Бабочка держала в связке трех девочек и одного мальчика. Под дурманящим запахом секреции брюшка они скользили поплавками в куполах сумерек и в глистных водах сна, чьи водоросли махали пьяным остовом призрачных амфибий. Златотканые миражи язвили кору больших полушарий, таламус, мозжечок, заполняя коростами насилия. Усевшись в свободной яме, бабочка разложила добычу, чьи помыслы и мечты засахарились в мимикрии мелкой камбалы. Рты детей по-рыбьи говорили с немым миром Сада. Одна из девочек, уже с темным руном между бедер и небольшими опухолями сосочков, лежала на спине с открытыми глазами. Тупые глазки чешуекрылого на малоподвижной голове смотрели на припухшую верхнюю губку. Над ней изюм родинки скупо дарил красоту крупным чертам лица. Жевательные лопасти второй пары челюстей раскрылись. Из них начала выпрямляться спираль хоботка. Его кончик вошел в девочку. Она еле слышно застонала. По прозрачной трубке заиграла рассветом юная кровь. Вслед за белоснежными крыльям с гранитными полосками заколыхались и щупики. Пламя жизни, что так слабо ютилось в очаге девочки, погасло. Следующей была большеротая малышка с курчавой головкой. Прыщавые половые губки без сопротивления приняли хоботок. Ее высосали намного скорее. Темный пепел небытия лег на вогнутый животик и свод желтых ребер. Третьим цветком был мальчик. Нектар из его попки не напитал голод бабочки. Последняя девочка виляла щенячьим хвостиком. Облезлые щечки в черных дырочках гасли медленнее, чем у других жертв. Она с каждой порцией, что сосало из нее насекомое, выгибалась, сворачиваясь в клубочек. Выдохнув углекислоту и аммиак, девочка открыла пустые черные глазницы. Тела детей залоснились бледным светом тлена. Помертвевшие лики окостенели воском.

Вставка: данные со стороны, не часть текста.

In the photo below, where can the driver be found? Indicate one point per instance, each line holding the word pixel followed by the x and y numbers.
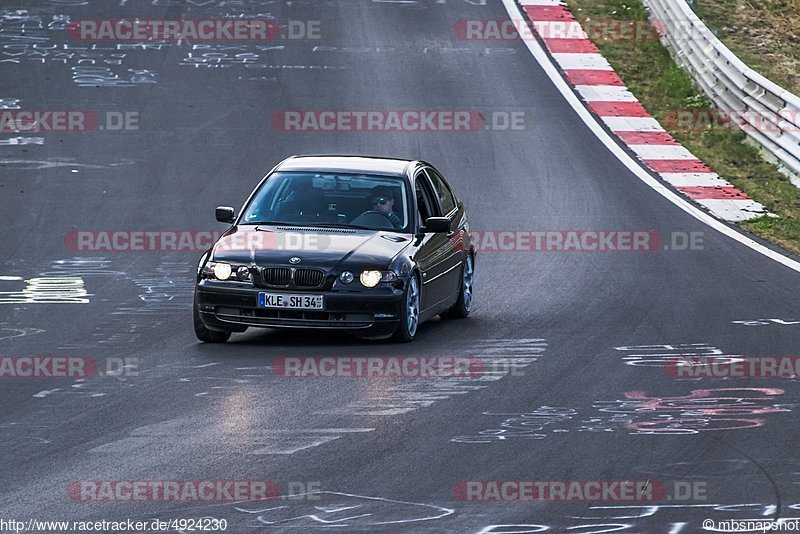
pixel 383 202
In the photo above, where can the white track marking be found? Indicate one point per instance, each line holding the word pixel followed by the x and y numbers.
pixel 580 61
pixel 633 124
pixel 662 152
pixel 605 93
pixel 695 179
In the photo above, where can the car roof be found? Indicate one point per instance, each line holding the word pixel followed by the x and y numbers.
pixel 346 164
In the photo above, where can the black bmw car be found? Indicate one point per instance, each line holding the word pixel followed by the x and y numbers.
pixel 362 244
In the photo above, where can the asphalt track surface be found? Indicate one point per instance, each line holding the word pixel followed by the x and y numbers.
pixel 385 455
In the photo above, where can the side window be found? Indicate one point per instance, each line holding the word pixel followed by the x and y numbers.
pixel 424 199
pixel 446 199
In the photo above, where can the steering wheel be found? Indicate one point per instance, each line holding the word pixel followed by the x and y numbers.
pixel 369 218
pixel 376 211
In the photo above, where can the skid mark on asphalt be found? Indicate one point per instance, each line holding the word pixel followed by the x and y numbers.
pixel 176 436
pixel 11 333
pixel 501 357
pixel 638 413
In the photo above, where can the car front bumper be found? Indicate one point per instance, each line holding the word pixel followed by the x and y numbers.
pixel 231 306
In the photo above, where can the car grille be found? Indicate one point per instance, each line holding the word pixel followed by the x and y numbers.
pixel 308 277
pixel 284 276
pixel 276 276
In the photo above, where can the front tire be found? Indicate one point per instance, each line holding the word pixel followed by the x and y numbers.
pixel 463 305
pixel 204 334
pixel 409 318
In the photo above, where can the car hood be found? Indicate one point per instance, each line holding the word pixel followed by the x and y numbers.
pixel 316 247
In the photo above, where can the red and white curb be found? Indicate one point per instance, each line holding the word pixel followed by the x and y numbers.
pixel 607 97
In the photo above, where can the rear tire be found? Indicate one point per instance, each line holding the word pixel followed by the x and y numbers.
pixel 463 305
pixel 409 318
pixel 204 334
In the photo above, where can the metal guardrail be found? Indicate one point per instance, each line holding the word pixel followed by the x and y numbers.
pixel 767 113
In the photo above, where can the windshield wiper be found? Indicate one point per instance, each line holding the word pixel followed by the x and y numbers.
pixel 349 226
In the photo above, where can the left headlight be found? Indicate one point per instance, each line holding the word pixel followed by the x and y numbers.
pixel 373 278
pixel 226 271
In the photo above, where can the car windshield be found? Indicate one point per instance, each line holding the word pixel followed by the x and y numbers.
pixel 323 199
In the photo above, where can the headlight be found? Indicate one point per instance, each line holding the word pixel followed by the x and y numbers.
pixel 243 274
pixel 226 271
pixel 222 271
pixel 373 278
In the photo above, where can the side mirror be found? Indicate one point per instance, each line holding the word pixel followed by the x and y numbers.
pixel 225 214
pixel 437 225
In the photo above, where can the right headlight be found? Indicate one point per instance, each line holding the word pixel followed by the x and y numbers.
pixel 373 278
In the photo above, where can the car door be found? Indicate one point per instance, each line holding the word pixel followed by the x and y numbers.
pixel 454 254
pixel 434 256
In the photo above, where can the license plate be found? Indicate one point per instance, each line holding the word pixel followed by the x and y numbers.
pixel 288 301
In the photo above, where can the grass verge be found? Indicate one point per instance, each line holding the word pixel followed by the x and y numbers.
pixel 646 67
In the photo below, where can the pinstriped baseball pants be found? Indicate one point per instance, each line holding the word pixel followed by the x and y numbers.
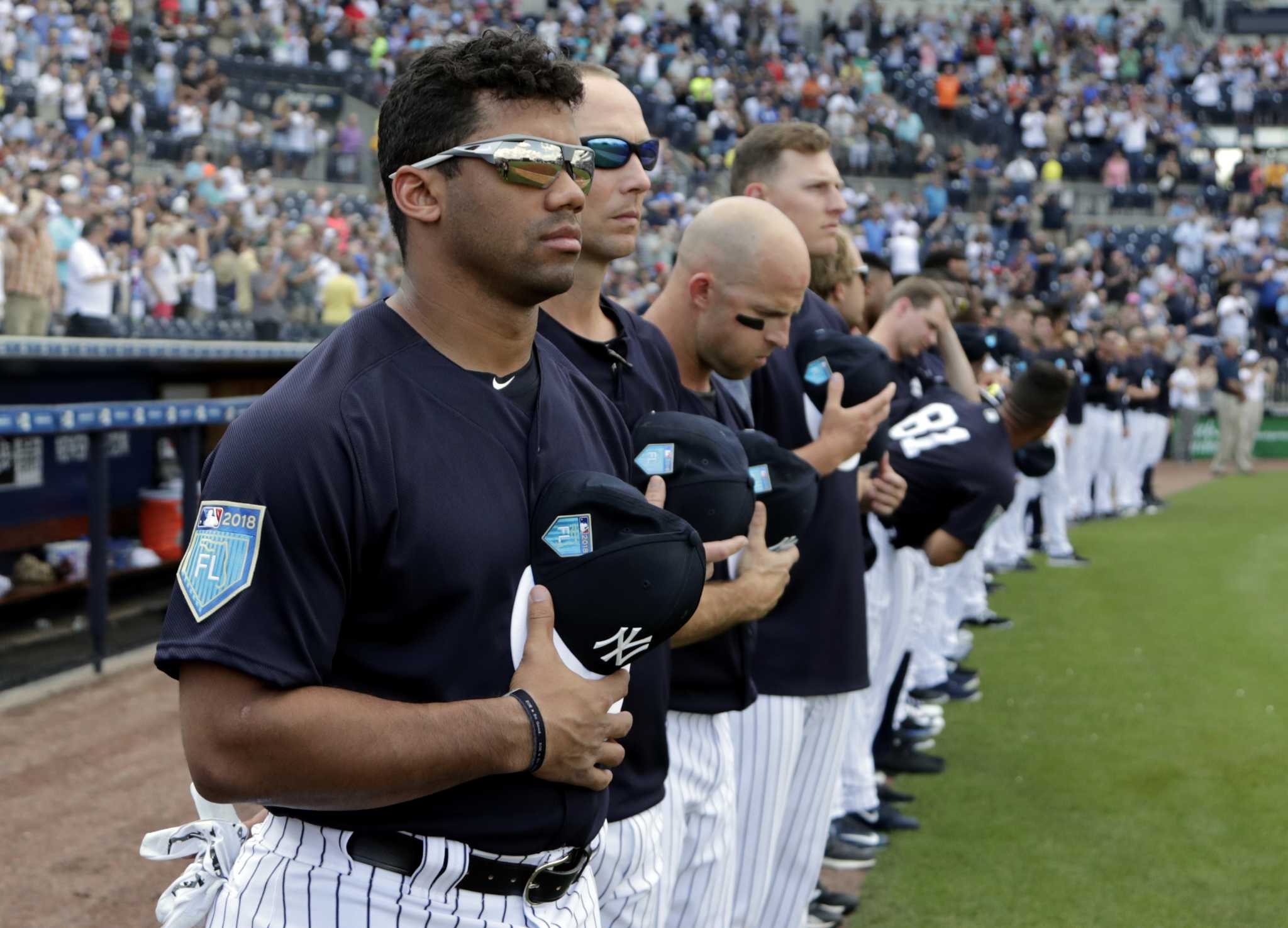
pixel 291 874
pixel 789 762
pixel 630 870
pixel 705 788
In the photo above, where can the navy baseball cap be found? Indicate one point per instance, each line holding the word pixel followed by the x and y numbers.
pixel 973 339
pixel 865 364
pixel 785 483
pixel 705 469
pixel 624 575
pixel 1036 459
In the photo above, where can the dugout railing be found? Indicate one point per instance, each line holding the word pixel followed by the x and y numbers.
pixel 184 420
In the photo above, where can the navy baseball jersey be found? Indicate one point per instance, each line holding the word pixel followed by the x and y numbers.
pixel 957 459
pixel 814 642
pixel 636 372
pixel 714 676
pixel 365 526
pixel 1097 382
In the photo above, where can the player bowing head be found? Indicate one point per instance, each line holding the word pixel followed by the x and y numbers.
pixel 840 279
pixel 1035 401
pixel 487 133
pixel 740 277
pixel 790 165
pixel 611 124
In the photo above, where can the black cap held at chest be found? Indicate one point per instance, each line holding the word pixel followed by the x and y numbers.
pixel 785 483
pixel 865 365
pixel 624 575
pixel 1036 459
pixel 705 469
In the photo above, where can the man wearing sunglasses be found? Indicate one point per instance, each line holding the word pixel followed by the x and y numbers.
pixel 631 362
pixel 341 627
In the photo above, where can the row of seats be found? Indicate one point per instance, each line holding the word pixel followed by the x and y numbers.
pixel 230 329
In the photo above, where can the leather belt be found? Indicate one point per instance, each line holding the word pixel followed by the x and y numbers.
pixel 536 883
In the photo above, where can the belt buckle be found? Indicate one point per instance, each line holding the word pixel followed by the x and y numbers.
pixel 567 868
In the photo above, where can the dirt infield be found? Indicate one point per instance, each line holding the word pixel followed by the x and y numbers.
pixel 86 774
pixel 83 776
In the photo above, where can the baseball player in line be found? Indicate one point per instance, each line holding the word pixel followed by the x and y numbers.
pixel 812 650
pixel 630 361
pixel 343 641
pixel 740 277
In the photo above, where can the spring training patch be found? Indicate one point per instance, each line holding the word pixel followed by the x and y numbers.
pixel 221 559
pixel 817 372
pixel 570 537
pixel 657 459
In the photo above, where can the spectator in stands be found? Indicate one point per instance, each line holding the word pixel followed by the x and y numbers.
pixel 269 285
pixel 1255 374
pixel 302 274
pixel 1235 315
pixel 92 276
pixel 1229 409
pixel 351 143
pixel 340 294
pixel 1117 172
pixel 31 275
pixel 1184 386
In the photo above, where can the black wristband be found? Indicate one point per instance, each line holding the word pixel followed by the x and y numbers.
pixel 539 729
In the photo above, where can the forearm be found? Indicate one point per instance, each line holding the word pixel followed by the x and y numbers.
pixel 957 370
pixel 724 603
pixel 821 456
pixel 333 749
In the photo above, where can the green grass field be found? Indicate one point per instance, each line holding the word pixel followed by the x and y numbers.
pixel 1129 763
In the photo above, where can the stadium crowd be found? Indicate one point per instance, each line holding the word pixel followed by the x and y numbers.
pixel 138 196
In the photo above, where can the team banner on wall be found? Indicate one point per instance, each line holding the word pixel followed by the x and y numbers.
pixel 1272 439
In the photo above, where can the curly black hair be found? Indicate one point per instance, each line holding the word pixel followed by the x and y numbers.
pixel 433 104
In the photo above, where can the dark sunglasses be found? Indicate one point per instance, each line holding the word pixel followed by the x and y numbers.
pixel 525 160
pixel 612 151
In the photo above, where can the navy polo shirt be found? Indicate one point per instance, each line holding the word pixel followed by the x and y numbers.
pixel 396 490
pixel 636 372
pixel 957 459
pixel 715 676
pixel 814 642
pixel 1226 370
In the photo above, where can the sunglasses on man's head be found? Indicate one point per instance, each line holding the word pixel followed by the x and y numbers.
pixel 526 160
pixel 612 151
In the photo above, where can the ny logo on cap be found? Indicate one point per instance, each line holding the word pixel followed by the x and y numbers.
pixel 628 645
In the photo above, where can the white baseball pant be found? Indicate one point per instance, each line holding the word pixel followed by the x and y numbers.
pixel 789 761
pixel 702 864
pixel 889 590
pixel 291 874
pixel 1076 471
pixel 630 871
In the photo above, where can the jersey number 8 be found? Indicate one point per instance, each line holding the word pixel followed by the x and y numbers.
pixel 929 428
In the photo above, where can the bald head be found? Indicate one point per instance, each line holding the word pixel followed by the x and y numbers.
pixel 745 240
pixel 740 277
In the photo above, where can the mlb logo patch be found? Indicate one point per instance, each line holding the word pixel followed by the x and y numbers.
pixel 760 481
pixel 656 459
pixel 570 537
pixel 221 559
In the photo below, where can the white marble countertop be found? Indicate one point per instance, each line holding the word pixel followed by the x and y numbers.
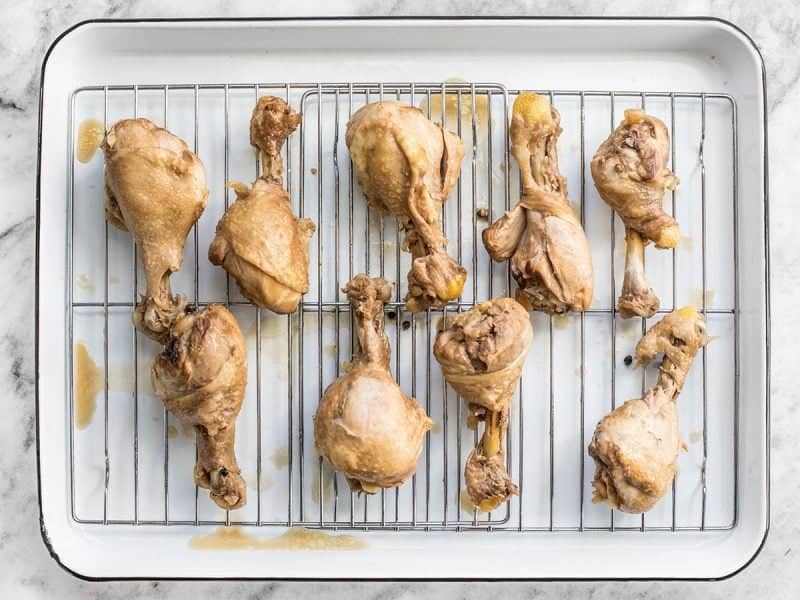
pixel 26 30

Грязный, в колтунах, с гребнем скрамасакса на спине, человекокот запрыгнул на спину бабочки. Его стручок, обнажил лавандовую крайнюю плоть. Кошачьи глаза защипало от пыльцы, бабочка скинула его со спины. Оторвав с белым венчиком хвост, она стала неспешно посасывать кровь. Человекокот отчаянно шипел, но его безуспешные попытки покрылись золой усталости от потери крови. Член завял.